Here's a rather mundane example: a basis of a vector space. A basis is usually defined to be "a set of vectors such that...." The problem with this is the following: $$\begin{bmatrix}0 & 0 & 1 \\ 1 & 1 & 0\end{bmatrix}$$Do the columns form a basis for $\mathbb{R}^2$? The answer is "yes" if a basis is a set of vectors...but this is obviously false.
The same applies to the usual definition of linear independence. Are the columns of the following matrix linearly independent? $$\begin{bmatrix}1 & 1 \\ 1 & 1\end{bmatrix}$$The answer is apparently "yes," since in my experience linear [in]dependence is usually defined only for a set of vectors, and the set of the columns of that matrix consists of a single nonzero vector...again, obviously false: the columns of a square matrix shouldn't be linearly independent unless the matrix is invertible.

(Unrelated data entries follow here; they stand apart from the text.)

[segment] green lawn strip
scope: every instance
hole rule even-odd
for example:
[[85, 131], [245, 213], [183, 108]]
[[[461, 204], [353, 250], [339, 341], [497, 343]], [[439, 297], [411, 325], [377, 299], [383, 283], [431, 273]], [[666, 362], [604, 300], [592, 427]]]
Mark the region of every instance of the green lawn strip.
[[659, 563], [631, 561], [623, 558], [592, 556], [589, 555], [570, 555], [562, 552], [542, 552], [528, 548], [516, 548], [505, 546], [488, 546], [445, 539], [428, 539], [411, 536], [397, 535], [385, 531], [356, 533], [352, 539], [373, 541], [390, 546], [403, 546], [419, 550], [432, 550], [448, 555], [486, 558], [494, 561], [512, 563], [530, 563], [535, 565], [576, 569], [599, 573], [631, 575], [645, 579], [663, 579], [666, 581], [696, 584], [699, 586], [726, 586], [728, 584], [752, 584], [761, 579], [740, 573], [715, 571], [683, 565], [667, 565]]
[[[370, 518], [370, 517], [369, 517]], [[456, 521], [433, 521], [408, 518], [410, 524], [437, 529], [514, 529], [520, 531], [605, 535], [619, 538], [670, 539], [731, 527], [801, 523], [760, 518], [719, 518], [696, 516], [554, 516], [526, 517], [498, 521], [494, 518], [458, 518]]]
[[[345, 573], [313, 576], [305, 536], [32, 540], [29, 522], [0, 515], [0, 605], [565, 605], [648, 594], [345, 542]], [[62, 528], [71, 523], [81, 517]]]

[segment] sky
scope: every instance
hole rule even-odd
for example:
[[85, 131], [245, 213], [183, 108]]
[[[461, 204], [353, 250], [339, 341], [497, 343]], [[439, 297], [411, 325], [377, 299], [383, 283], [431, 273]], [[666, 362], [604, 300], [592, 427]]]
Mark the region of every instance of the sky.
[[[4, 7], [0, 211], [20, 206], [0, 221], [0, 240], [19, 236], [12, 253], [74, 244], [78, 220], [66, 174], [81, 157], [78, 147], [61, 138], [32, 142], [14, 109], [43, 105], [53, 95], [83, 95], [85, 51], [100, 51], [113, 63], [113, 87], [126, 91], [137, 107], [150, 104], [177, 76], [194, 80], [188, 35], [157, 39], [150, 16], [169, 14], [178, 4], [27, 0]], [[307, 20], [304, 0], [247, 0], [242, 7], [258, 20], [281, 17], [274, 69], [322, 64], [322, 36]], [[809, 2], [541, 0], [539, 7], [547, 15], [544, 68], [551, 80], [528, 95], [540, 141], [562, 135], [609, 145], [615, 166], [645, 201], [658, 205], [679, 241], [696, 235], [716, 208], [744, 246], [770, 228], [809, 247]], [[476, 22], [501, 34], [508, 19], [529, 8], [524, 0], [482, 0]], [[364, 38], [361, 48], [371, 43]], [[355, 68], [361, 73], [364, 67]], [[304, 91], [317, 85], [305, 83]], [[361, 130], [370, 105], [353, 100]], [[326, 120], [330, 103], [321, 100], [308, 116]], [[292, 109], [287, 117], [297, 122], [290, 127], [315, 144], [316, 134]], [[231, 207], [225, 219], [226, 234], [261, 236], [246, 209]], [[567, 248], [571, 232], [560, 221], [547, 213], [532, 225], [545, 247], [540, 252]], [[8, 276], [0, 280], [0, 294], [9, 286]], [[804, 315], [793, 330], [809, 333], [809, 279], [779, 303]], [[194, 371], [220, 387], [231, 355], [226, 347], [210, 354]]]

In my mind, the collections of vectors to which pretty much all linear algebra concepts apply are tuples of vectors, not sets. This stems from the fact that the fundamental operation on a vector space is the linear combination, which operates on a tuple of vectors and a tuple of scalars (indexed by the same set). If I want to figure out whether a collection of vectors spans a space or is linearly independent, the next thing I'm going to do is consider a linear combination of those vectors. Therefore, it only makes sense for that collection to be something to which "linear combination" readily applies, namely a tuple! Still, I've seen reputable textbooks define everything only in terms of sets.